Die Pandemie ist letztlich ein Brandbeschleuniger der Globalisierung
Die Pandemiekrise zeigt, dass man diese Krise nicht national lösen kann. Abschottung wird uns nämlich weder die medizinischen Ausrüstungen, noch Medikamente, noch Impfstoffe oder einen ungehinderten wissenschaftliche Zugang garantieren. Eigentlich hat uns Cocid-19 nicht nur de facto, sondern auch psychologisch mehr Internationalität gebracht: Die ganze Welt war plötzlich in unserem Wohnzimmer zu Gast.
Auch aus Sicht der Firmen wurde die globale Vernetzung gefördert: Lieferengpässe und unterbrochene Lieferketten mussten blitzartig behoben werden. Man lernte – und zwar sehr rasch.

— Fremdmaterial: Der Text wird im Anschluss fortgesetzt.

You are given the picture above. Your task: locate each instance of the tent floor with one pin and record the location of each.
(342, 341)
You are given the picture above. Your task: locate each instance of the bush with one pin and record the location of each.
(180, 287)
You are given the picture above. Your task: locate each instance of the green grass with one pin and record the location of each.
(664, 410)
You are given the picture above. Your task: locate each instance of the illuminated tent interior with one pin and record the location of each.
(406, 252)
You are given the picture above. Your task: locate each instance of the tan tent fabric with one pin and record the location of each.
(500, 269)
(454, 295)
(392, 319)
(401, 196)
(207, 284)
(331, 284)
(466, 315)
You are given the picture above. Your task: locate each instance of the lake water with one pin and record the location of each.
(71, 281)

Natürlich lernte man auch, wie ohnmächtig abhängig wir sind von diesen perfekt getakteten Just-in-time-Lieferungen, diesen fein austarierten Netzen aus globalen Anlieferungen.
Die Konsequenzen heute sind klar: mehr Redundanz. Das heisst allerdings, eben nicht nur auf Eigenproduktion abstellen, sondern die Beschaffung diversifizieren. Das bedeutet Ausweichen auf möglichst unabhängige Märkte – auf globaler Basis.

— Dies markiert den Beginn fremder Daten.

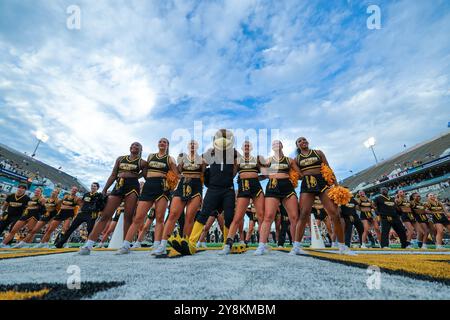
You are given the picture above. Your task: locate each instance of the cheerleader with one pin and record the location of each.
(440, 218)
(313, 183)
(13, 208)
(126, 172)
(92, 204)
(216, 215)
(111, 226)
(321, 216)
(406, 213)
(68, 205)
(187, 196)
(156, 192)
(420, 214)
(29, 217)
(52, 206)
(249, 189)
(222, 166)
(351, 218)
(367, 209)
(279, 189)
(145, 228)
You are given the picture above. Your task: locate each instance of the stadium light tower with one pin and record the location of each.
(369, 143)
(42, 137)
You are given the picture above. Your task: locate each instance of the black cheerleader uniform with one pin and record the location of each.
(249, 187)
(279, 188)
(251, 214)
(50, 210)
(365, 207)
(33, 211)
(88, 214)
(151, 214)
(16, 207)
(156, 188)
(419, 212)
(406, 213)
(127, 186)
(311, 183)
(189, 188)
(439, 216)
(118, 213)
(318, 211)
(68, 201)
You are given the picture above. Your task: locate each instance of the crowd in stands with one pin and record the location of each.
(21, 169)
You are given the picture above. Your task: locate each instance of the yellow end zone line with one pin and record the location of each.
(427, 267)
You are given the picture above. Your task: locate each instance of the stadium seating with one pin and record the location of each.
(34, 166)
(409, 162)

Primär- und Zwischenprodukte, aber auch Dienstleistungen (wie z.B. Software) dürfen eben nicht nur von einem einzigen Ort bezogen werden – an sich eine Binsenwahrheit. Es brauchte wohl diese Pandemie-Krise, um die Klumpenrisiken sichtbar zu machen. Die künftigen multiplen Absicherungen werden etwas Geld kosten, jedoch die internationale Vernetzung nur fördern!

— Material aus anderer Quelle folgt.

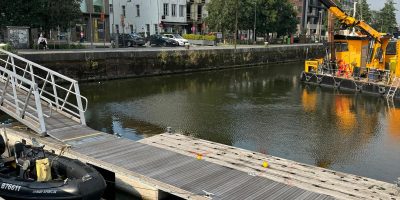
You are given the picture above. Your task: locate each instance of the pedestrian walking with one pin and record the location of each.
(42, 42)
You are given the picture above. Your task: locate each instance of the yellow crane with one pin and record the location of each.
(364, 49)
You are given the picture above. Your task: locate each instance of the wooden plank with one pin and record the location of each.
(304, 176)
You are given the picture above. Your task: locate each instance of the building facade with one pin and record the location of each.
(94, 23)
(311, 15)
(147, 17)
(196, 13)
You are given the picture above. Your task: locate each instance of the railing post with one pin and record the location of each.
(39, 110)
(53, 83)
(13, 80)
(79, 102)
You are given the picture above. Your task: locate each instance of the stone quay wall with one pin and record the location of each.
(115, 63)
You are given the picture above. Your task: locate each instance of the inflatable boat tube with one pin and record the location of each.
(72, 179)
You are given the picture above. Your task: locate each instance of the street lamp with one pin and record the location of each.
(255, 21)
(320, 25)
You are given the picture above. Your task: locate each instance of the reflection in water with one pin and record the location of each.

Die singuläre Abhängigkeit von sich selbst wäre nicht sehr intelligent
Abgesehen von einzelnen protektionistischen Spielen à la Trump werden längerfristig die Handelsschranken zwischen den Staaten eher abgebaut werden. Der Druck der Industrie auf die Politik wird steigen, die weltweiten Beschaffungsströme möglichst ungehindert fliessen zu lassen. Güter durchlaufen während ihren Entstehungsprozessen bekanntlich oft mehrmals die Länder, quer durch die Welt. Im Zuge der künftigen diversifizierten Beschaffung wird sich dies noch verstärken. Der Abbau von Handelsschranken – und auf einer globalen Basis wird dies kommen, trotz punktueller Handelstreitigkeiten – wird die Versorgungssicherheit der Industrie nur verbessern. Das gilt übrigens auch für die Landwirtschaft, bzw. die Versorgungssicherheit eines Staates mit Nahrungsmitteln. Gouverner c’est prévoir: Dazu gehört auch die Sicherstellung einer gewissen Autonomie – welche sich mit nationalistischen Manövern gerade nicht erzielen lässt. Die singuläre Abhängigkeit von sich selbst ist nun einmal nicht sehr intelligent, eine breite Aufstellung bringt mehr Sicherheit.
Renationalisierungen und der Abbau der Globalisierung sind einfach zu teuer. Ein paar Politiker möchten diese zwar herbeireden – aber realistisch sind sie nicht. Und wer sollte diese Massnahmen denn, falls tatsächlich in Angriff genommen, bezahlen? Der Staat? Wohl kaum. Das „System“? Der „Markt“? Eine Illusion.
Die Globalisierung wird also fortschreiten. Das können auch ein paar Handelskriege nicht bremsen, denn Handel ist nicht gleich Globalisierung. Die Globalisierung hat uns – trotz ein paar negativen Nebeneffekten – Wohlstand gebracht. Wer sich der Globalisierung in den Weg stellt, kann nur verlieren.